‘Blinded By the Light’ Review
Stars: Viveik Kalra, Kulvinder Ghir, Meera Ganatra, Aaron Phagura, Dean-Charles Chapman, Nikita Mehta, Nell Williams, Tara Divina, Rob Brydon, Frankie Fox, Hayley Atwell, Sally Phillips | Written by Paul Mayeda Berges, Gurinder Chadha, Sarfraz Manzoor | Directed by Gurinder Chadha
Blinded by the Light is directed by famed Indian/British director Gurinder Chadha – a sizeable and much-needed voice in British Cinema who has been a devotee of crafting and spreading stories of minorities since the early days of her work with the BFI in the 1990s. Bend It like Beckham brought her worldwide attention and critical acclaim; however, Chadha has been on the quiet end of her cinematic entities ever since. Crafting more Indian led stories to great success. She dived back into coming of age circuit with the cult hit Angus, Thongs and Perfect Snogging, her first and only predominately white cast, but it would take another decade until Viceroys House in 2010 to cement her back into the mainstream, and here lies her return with the fabulous Blinded by the Light.
Chadha’s latest is a blast of poignancy, comedy and substantially relevant themes that curate Blinded by the Light into a wonderfully captivating feature that explores a wide range of issues with Chadha’s spirit running deeply through it. There is so much more here than the Bruce Springsteen musical vocabulary that acts more like a plot device to articulate the emotional gravitas and bravado of each sequence more than anything else. The heart of the film follows the societal pressures of being different in a white nation, as well as the systematic fears and racial prejudice that consumes people in fear.
The film covers some incredibly heavy and brutal themes, and that is where the chaser of Springsteen is injected to spark emotional instigation, with a perfect tonal balance that quite wonderfully plays very much like a subconscious release as it does for the main character of Javed. A splendid injection of humour, hope and love that elevates the material. Chadha does not shy away from the political underbelly of 1980s Tory Britain. It is a damning expose of Thatcher’s austerity and the growing far-right national front movement. It is shown in its full danger and hazardous potential of an ongoing issue that is fed by the Tory cuts. Credit where it is due, Chadha could have easily toned down or even cut out these alienating subplots but instead embraces them as what they are, and thoroughly explores parts of history we would all rather forget.
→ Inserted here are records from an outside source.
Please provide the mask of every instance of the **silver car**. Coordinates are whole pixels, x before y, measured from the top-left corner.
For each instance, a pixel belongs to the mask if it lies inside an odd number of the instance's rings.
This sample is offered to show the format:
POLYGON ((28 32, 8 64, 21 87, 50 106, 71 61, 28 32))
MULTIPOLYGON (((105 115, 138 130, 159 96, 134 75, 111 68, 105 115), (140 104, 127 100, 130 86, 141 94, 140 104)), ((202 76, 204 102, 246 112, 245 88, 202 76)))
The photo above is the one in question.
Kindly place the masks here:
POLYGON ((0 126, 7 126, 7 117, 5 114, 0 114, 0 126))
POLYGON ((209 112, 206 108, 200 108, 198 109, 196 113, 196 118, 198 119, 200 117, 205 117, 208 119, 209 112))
Blinded by the Light has a wonderful central performance from Viveik Kalra as Javed, who plays an impressionable but strong-willed Indian teenager who against all societal, political and economic odds strives for his dreams. Kalra is a charismatic and delightfully engaging lead that undoubtedly elevates the feature into an organic and raw highlight. It is the only negative one can even attempt to put forward upon Chadha’s latest is the fact that it is not wholly original and is comparable to much of her filmography, namely Bend It like Beckham. That being said, if it is not broken, why fix it? There is a voice here that serves an audience, who need to hear and see this story. Chadha is a much-needed voice within the British film industry, and her return to form with her latest feature is precisely where we all need her, in the limelight causing a storm.
Blinded by the Light is in cinemas now.